Bei Kuratorium: Präsident Köster betont die Notwendigkeit der Schaffung von Wohnraum
Unter der Leitung des Vorsitzenden und Landtagsabgeordneten Daniel Artmann traf sich das Kuratorium der Technischen Hochschule jetzt zu seiner ersten Sitzung im Jahr 2026. Die Hochschulleitung um Präsident Professor Heinz Köster berichtete dem Gremium über wichtige Entwicklungen an den verschiedenen Standorten der Hochschule.

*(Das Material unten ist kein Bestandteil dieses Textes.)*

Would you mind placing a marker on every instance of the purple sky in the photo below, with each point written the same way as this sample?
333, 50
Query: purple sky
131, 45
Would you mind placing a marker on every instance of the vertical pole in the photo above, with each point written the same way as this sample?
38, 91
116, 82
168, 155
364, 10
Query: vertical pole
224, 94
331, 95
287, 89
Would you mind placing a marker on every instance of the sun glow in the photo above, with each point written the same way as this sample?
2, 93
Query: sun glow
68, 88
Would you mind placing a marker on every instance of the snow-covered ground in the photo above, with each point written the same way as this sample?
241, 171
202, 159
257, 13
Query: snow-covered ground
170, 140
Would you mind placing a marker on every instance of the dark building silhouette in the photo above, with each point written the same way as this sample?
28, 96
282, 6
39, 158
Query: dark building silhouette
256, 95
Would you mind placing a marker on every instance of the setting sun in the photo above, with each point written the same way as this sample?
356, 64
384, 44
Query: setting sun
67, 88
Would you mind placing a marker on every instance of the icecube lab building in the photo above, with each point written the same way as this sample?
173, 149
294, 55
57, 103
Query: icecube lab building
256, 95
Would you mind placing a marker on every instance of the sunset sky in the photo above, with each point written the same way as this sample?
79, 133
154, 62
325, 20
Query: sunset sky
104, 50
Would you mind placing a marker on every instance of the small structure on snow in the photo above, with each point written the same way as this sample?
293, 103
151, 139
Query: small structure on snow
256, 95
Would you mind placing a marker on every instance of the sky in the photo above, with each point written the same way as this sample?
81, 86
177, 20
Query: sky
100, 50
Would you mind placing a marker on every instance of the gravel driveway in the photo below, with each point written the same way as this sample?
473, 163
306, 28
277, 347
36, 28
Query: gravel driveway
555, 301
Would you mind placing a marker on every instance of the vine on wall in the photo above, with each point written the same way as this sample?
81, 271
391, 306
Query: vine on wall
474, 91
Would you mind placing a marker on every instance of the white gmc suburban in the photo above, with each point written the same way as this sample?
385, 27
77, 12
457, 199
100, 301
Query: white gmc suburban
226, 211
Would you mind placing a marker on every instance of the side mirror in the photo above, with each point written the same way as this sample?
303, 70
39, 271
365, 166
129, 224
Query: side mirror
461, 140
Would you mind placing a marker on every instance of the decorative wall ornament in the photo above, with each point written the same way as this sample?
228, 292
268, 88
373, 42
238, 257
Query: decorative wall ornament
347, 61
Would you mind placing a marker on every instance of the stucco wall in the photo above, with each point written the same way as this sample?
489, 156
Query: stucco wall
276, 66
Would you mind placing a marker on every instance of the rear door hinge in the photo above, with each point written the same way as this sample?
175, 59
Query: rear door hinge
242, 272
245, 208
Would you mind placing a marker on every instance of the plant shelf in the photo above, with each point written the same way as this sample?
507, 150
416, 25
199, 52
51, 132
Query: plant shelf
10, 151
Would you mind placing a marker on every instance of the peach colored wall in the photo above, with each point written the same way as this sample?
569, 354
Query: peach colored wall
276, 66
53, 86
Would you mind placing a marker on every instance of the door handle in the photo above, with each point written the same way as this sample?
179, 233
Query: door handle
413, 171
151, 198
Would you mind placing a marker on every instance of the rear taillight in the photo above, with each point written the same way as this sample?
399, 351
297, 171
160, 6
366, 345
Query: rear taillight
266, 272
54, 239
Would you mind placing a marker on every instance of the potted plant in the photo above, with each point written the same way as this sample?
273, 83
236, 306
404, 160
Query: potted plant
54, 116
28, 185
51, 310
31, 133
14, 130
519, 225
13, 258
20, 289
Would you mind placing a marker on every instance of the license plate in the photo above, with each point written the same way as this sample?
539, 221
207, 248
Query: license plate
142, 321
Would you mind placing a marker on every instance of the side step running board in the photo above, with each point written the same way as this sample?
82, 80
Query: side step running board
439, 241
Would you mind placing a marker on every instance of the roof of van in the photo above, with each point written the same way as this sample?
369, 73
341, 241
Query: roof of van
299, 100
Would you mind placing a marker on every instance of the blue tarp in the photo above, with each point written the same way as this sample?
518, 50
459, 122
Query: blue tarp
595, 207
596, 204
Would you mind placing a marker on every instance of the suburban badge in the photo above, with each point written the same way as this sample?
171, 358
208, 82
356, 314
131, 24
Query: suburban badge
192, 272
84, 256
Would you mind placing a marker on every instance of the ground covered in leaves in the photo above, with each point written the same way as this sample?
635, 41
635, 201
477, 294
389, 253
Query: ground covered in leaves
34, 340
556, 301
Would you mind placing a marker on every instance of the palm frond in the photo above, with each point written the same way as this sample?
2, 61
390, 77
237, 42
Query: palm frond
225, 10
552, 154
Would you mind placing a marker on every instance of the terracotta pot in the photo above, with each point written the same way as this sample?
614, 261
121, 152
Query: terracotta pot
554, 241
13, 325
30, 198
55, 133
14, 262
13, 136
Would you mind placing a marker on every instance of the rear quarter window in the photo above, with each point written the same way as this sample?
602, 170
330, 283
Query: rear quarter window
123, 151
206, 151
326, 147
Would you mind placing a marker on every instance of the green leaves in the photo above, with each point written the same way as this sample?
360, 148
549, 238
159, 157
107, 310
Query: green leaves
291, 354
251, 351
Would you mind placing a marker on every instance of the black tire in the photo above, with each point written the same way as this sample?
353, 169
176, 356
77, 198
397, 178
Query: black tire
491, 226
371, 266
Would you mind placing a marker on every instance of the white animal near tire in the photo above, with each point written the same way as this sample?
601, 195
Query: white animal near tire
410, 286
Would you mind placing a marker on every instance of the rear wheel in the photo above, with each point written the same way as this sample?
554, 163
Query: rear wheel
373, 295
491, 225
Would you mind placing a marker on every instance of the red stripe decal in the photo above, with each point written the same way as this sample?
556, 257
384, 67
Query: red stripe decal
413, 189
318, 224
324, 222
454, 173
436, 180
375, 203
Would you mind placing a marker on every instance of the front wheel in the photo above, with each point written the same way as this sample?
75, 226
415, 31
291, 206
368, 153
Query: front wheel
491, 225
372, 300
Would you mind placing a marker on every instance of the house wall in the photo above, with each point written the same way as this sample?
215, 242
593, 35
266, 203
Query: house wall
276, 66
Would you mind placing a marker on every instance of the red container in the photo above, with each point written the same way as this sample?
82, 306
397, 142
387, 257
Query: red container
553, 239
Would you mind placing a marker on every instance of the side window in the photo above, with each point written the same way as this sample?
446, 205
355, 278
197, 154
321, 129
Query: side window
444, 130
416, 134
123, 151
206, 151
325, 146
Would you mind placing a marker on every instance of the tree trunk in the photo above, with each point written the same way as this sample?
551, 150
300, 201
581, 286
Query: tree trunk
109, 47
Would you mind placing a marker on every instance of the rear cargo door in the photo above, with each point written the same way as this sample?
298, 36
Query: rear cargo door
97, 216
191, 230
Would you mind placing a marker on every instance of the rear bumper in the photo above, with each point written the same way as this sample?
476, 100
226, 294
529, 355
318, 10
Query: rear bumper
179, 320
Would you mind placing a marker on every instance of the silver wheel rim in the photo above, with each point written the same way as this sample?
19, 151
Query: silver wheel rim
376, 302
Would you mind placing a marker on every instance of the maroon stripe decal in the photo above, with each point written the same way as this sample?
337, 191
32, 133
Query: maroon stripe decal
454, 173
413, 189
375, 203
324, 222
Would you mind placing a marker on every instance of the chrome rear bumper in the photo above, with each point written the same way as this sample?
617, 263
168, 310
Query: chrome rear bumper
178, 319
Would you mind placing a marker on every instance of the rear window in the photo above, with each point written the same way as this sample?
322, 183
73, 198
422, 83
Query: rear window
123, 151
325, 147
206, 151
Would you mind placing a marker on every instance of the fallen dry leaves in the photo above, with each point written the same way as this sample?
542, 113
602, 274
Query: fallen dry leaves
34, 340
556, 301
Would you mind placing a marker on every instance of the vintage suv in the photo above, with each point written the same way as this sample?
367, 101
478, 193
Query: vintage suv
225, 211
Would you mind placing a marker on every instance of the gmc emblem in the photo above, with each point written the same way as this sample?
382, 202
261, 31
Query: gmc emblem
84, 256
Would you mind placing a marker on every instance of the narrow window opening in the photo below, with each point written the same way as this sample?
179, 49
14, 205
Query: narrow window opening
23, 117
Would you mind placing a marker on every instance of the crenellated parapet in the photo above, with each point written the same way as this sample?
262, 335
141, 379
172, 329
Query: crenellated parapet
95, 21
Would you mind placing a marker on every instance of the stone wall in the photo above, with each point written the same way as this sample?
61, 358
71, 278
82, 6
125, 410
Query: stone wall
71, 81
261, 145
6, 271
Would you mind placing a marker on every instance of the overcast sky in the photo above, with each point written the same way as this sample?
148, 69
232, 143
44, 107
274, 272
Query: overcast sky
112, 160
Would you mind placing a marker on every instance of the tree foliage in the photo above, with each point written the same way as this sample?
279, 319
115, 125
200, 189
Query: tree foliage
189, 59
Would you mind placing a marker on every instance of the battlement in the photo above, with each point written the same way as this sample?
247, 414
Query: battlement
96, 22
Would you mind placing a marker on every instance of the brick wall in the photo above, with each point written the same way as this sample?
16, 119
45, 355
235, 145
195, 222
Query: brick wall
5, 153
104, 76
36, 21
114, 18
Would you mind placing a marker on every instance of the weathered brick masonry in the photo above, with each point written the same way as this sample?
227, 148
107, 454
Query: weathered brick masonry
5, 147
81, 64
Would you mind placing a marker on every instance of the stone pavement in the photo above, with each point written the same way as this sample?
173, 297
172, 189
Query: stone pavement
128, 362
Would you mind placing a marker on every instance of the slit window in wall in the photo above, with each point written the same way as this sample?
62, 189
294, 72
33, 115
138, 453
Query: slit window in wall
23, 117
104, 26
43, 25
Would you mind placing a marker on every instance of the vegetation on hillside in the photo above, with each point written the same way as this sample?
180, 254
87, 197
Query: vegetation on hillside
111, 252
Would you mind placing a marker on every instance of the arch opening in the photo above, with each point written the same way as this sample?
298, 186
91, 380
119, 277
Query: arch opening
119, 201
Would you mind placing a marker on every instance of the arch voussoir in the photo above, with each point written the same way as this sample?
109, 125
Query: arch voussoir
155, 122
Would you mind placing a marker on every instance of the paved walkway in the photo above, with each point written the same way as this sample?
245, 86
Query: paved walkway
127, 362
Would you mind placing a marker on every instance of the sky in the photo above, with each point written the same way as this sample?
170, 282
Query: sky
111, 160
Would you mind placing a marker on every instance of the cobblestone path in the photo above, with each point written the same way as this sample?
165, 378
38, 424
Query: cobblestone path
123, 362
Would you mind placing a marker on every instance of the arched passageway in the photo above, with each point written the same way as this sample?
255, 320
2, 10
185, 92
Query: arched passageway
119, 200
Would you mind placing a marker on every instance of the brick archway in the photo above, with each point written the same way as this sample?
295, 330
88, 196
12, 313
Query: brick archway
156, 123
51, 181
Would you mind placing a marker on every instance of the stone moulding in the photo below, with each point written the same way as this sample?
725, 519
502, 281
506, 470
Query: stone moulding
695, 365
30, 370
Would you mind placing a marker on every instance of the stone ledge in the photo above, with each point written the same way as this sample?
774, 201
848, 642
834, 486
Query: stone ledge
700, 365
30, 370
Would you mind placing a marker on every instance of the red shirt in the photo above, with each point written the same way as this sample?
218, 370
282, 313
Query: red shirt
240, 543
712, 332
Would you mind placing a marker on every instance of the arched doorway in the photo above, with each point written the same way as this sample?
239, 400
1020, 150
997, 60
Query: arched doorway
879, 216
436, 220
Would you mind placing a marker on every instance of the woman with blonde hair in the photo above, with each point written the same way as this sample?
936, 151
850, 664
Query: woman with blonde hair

Die aktuelle Studierendenzahl der Hochschule liegt aktuell bei rund 7.600. Um diese – aber auch zukünftige Generationen – unterbringen zu können, betonte Präsident Köster die Notwendigkeit der Schaffung von studentischem Wohnraum.
Eine Erfolgsmeldung gab es gleich zu Beginn. Die Deutsche Forschungsgemeinschaft stärkt die Spitzenforschung an der Rosenheimer Hochschule und unterstützt den interdisziplinären Forschungsverbund zur „Realen Kreislaufwirtschaft von naturfaser-basierten Werkstoffsystemen (NWS)“ mit 6,5 Millionen Euro.
NWS sind Verbundwerkstoffe, bei denen Fasern aus nachwachsenden Rohstoffen wie Holz, Flachs, Jute oder Hanf eingesetzt werden, um die Eigenschaften von Bauteilen zu verbessern und eine umweltfreundlichere Alternative zu konventionellen Materialien zu bieten.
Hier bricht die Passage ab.